I agree with the group’s conclusion that small, high-impact grants via NPAs will both improve neighborhoods and revitalize these vital institutions. The amount of funding requested is modest and reasonable, but the impacts would be enormous.
The NPA request concludes by urging each candidate to consider the proposal and respond. Yet the mayor did not comment, and Goodkind focused instead on more administrative consolidation as his priority.

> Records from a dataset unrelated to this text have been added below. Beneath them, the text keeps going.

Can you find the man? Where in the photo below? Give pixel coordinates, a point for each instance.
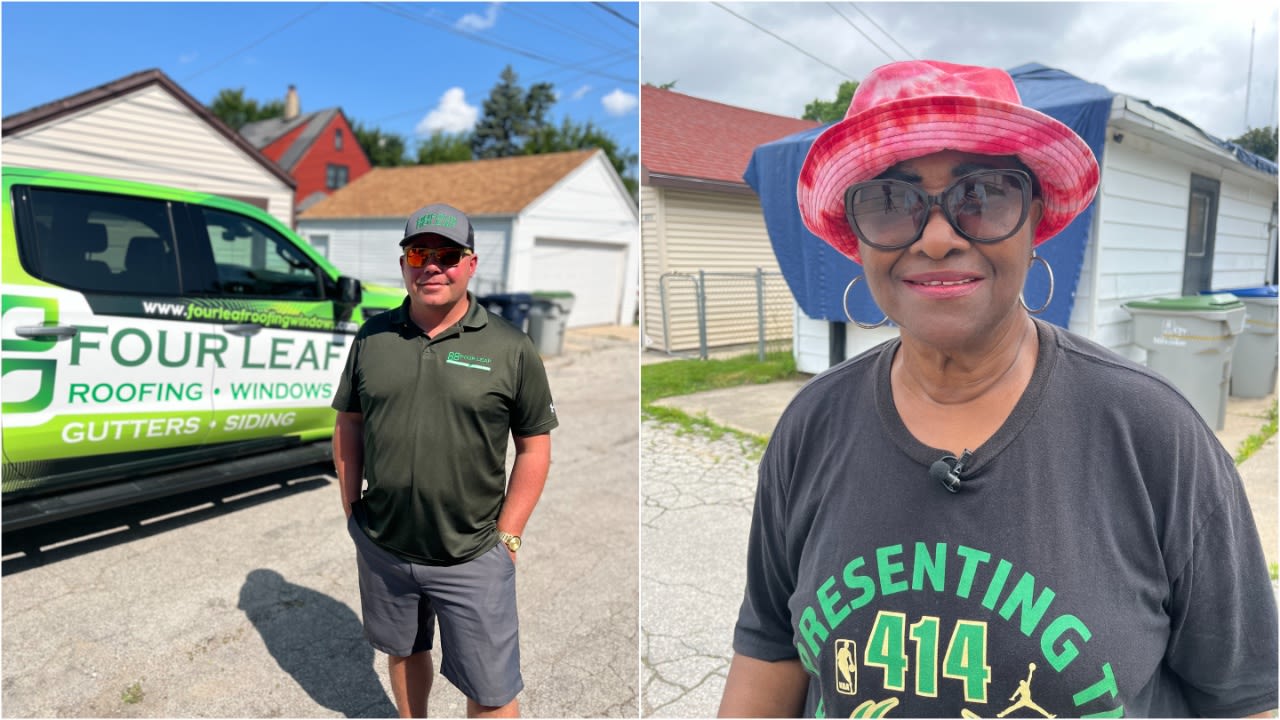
(428, 399)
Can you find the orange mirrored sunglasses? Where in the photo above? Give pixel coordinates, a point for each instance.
(442, 256)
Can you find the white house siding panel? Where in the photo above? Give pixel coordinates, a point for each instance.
(492, 240)
(1142, 235)
(1243, 240)
(813, 342)
(149, 136)
(589, 217)
(723, 236)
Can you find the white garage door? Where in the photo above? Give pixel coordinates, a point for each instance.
(593, 272)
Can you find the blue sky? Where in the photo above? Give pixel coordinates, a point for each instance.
(1212, 63)
(403, 67)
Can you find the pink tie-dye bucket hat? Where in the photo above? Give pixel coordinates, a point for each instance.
(905, 110)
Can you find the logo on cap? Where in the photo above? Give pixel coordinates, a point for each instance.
(437, 219)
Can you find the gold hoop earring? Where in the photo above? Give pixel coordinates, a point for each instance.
(1050, 299)
(848, 314)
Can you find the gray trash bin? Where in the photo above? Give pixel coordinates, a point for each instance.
(548, 317)
(1191, 341)
(1253, 368)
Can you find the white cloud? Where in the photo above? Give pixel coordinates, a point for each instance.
(1192, 58)
(475, 23)
(451, 115)
(620, 103)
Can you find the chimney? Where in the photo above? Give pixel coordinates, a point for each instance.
(291, 104)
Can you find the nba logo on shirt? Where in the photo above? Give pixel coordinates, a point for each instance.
(846, 666)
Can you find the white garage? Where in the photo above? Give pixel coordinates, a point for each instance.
(557, 222)
(595, 272)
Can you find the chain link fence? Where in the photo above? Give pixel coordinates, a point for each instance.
(725, 313)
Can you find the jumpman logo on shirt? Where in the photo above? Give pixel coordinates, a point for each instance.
(1023, 696)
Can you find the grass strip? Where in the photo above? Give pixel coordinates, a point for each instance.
(686, 377)
(1253, 442)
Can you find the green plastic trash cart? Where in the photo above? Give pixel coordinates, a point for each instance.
(1253, 367)
(548, 317)
(1191, 341)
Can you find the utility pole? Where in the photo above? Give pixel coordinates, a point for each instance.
(1248, 81)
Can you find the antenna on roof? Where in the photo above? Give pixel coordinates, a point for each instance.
(292, 108)
(1248, 80)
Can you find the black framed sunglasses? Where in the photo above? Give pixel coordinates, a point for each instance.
(442, 256)
(982, 206)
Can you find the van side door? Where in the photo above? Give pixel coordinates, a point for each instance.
(99, 358)
(287, 341)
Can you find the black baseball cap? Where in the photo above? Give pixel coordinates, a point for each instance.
(440, 219)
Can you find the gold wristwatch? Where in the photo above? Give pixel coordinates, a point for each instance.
(508, 540)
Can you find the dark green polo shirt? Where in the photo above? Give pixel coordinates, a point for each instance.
(438, 413)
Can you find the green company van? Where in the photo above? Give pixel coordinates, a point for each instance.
(155, 340)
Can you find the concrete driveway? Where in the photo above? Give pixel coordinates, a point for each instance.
(243, 604)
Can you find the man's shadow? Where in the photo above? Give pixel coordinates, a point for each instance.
(319, 642)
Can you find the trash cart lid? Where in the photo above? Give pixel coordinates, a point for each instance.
(1260, 291)
(1215, 302)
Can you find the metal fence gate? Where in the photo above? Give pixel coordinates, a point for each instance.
(725, 311)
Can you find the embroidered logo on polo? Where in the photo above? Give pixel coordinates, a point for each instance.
(472, 361)
(913, 656)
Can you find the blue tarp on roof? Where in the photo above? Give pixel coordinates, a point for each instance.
(818, 276)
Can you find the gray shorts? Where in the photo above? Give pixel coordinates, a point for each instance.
(476, 606)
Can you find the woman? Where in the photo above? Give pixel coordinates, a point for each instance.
(988, 516)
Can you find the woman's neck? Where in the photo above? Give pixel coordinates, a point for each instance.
(958, 377)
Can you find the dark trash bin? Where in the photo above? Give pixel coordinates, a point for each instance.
(548, 319)
(512, 306)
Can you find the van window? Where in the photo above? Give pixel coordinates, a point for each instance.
(256, 261)
(96, 242)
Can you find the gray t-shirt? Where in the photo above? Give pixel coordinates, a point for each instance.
(1100, 557)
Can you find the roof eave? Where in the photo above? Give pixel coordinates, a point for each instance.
(80, 101)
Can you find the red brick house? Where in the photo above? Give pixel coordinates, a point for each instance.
(319, 149)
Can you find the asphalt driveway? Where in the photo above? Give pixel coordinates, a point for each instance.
(243, 604)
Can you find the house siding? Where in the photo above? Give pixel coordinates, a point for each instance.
(1137, 244)
(369, 249)
(149, 136)
(1142, 235)
(716, 233)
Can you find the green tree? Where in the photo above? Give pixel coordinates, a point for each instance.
(384, 149)
(232, 108)
(511, 115)
(831, 110)
(444, 147)
(1261, 141)
(581, 136)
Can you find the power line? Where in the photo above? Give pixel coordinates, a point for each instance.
(801, 50)
(620, 16)
(883, 31)
(859, 31)
(251, 45)
(447, 27)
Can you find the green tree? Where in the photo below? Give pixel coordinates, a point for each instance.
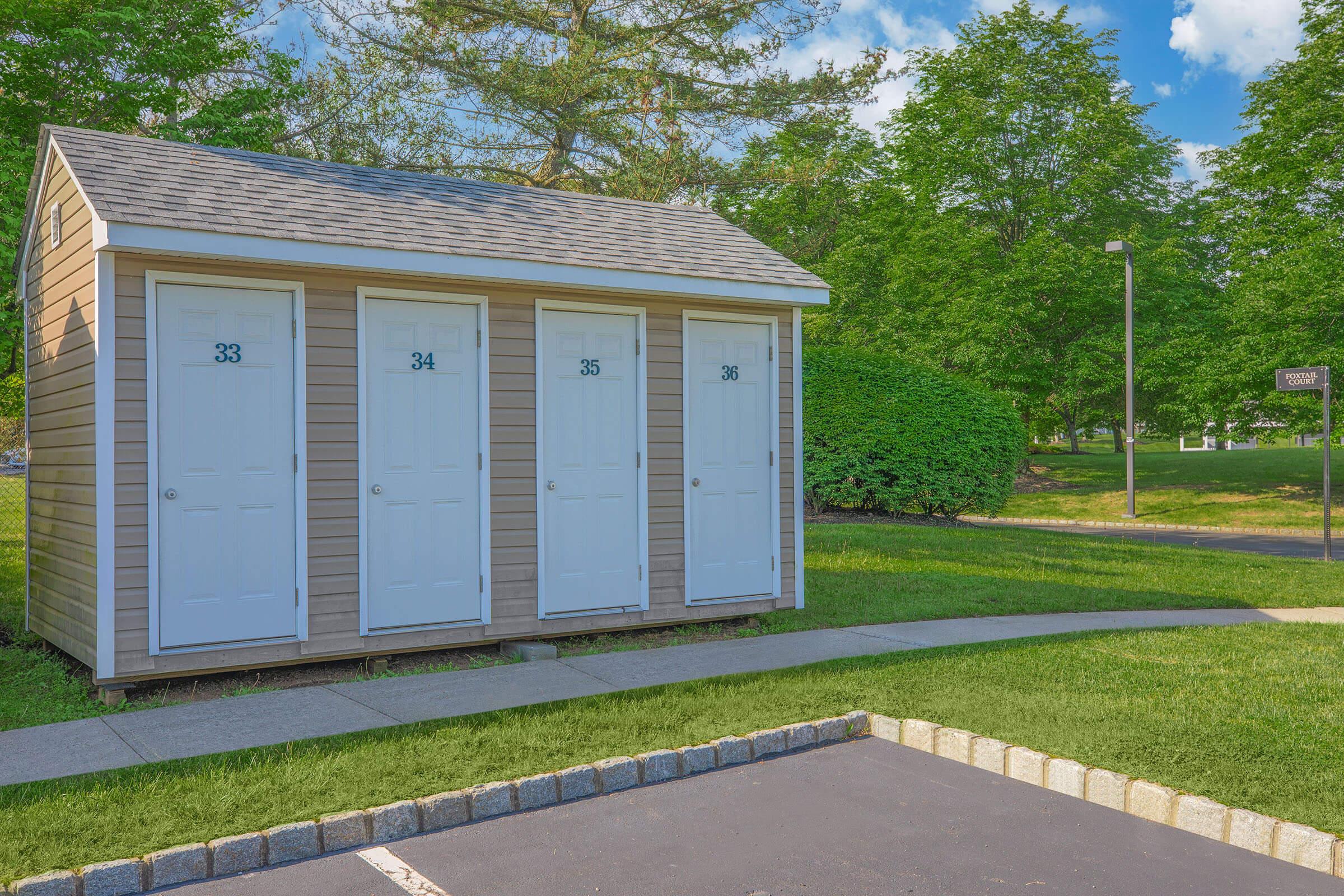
(637, 99)
(803, 190)
(1277, 218)
(179, 69)
(1018, 156)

I strongly disagree, and noted last night that the Progressive administrations he served centralized too much power in the executive branch, rather that decentralizing power and broadening participation.
Restored funding for NPAs is a small step in the right direction.
During the forum, I also supported two local ballot items – an advisory vote on non-citizen voting and participation on boards and other city bodies – called for raising the local minimum wage, and said zoning for the South End’s industrial/cultural enterprise zone that keeps it affordable for artists and other innovators should not be changed, as is currently being considered.
I again called on the city to become more involved in the future of 33 acres in the North End owned by Burlington College. This is also an issue for the Ward 4 / 7 NPA. At a recent meeting, the NPA asked for more accountability for funds expended to conserve land and open space, and the use of such funds to leverage conservation of the BC/Diocese fields for public use, as well as the other remaining open space, forest, waterfront shoreline, and historical areas on the site.
Mayor Weinberger and Mr. Goodkind also chose to say nothing about that.